Apple's model requires 270,000 runs to train. It needs a massive, centralized dataset of Apple Watch users before it can make predictions. This creates several constraints:

Platform lock-in: the model is trained on Apple Watch data. Deploying it on Garmin, COROS, or Polar data would require retraining on equivalent datasets from those platforms.
Cold start: a new user with no history gets predictions based on the population model, not their own physiology.
Data dependency: the model's quality depends on continued access to large-scale user data, with all the privacy and regulatory implications that entails.

TrueZone has none of these constraints. Because it starts from physiological first principles rather than learned patterns, it works on any data source that provides heart rate and pace (or power).
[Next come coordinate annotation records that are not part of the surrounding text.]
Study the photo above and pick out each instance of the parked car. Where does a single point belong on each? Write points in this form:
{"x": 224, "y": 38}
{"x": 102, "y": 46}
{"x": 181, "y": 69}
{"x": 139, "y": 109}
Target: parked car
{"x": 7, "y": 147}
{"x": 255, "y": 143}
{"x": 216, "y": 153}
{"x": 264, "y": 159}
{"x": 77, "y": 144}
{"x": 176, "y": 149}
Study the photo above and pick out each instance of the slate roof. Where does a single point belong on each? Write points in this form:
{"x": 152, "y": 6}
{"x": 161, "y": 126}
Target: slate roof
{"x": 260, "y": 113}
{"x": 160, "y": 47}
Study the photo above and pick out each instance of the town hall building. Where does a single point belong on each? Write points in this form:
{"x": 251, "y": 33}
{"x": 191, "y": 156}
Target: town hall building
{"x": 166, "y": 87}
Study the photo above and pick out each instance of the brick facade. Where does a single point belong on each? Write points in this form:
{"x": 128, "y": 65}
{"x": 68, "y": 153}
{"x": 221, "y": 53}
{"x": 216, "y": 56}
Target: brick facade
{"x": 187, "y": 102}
Garmin, Apple Watch, COROS, Polar, Wahoo, a chest strap paired with a phone -- it does not matter. The model fits to the individual from their own data, session by session, using Bayesian accumulation.

A new user gets a meaningful profile after a handful of workouts. No global training set required. No platform-specific model needed.
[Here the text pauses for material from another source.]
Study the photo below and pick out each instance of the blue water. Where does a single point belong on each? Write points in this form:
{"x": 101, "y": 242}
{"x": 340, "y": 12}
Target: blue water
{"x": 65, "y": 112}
What this says about the field

The comparison between TrueZone and Apple's model illustrates a broader tension in exercise science and health tech.

The machine learning approach -- throw massive data at a powerful model and let it learn the patterns -- has become the default in industry. It works. But it often works by recapitulating physics and physiology that we already understand, at enormous computational and data cost, while sacrificing interpretability.

The alternative is to encode what we know about human physiology into the model structure and let the data determine the individual parameters. This is not a new idea -- it is how physics-based modeling has always worked. But it has been underexplored in the wearable fitness space, where the default assumption has been that physiology is too complex for simple models.

The evidence suggests otherwise. Three parameters, grounded in known exercise physiology, capture individual variation in heart rate response as accurately as a deep neural network with access to 270,000 training runs.

The implication for the industry is significant. You do not need massive datasets and GPU clusters to build accurate, personalized fitness models. You need the right equations and a principled way to fit them to individual data. The physiology was there all along -- waiting to be written down, not learned from scratch.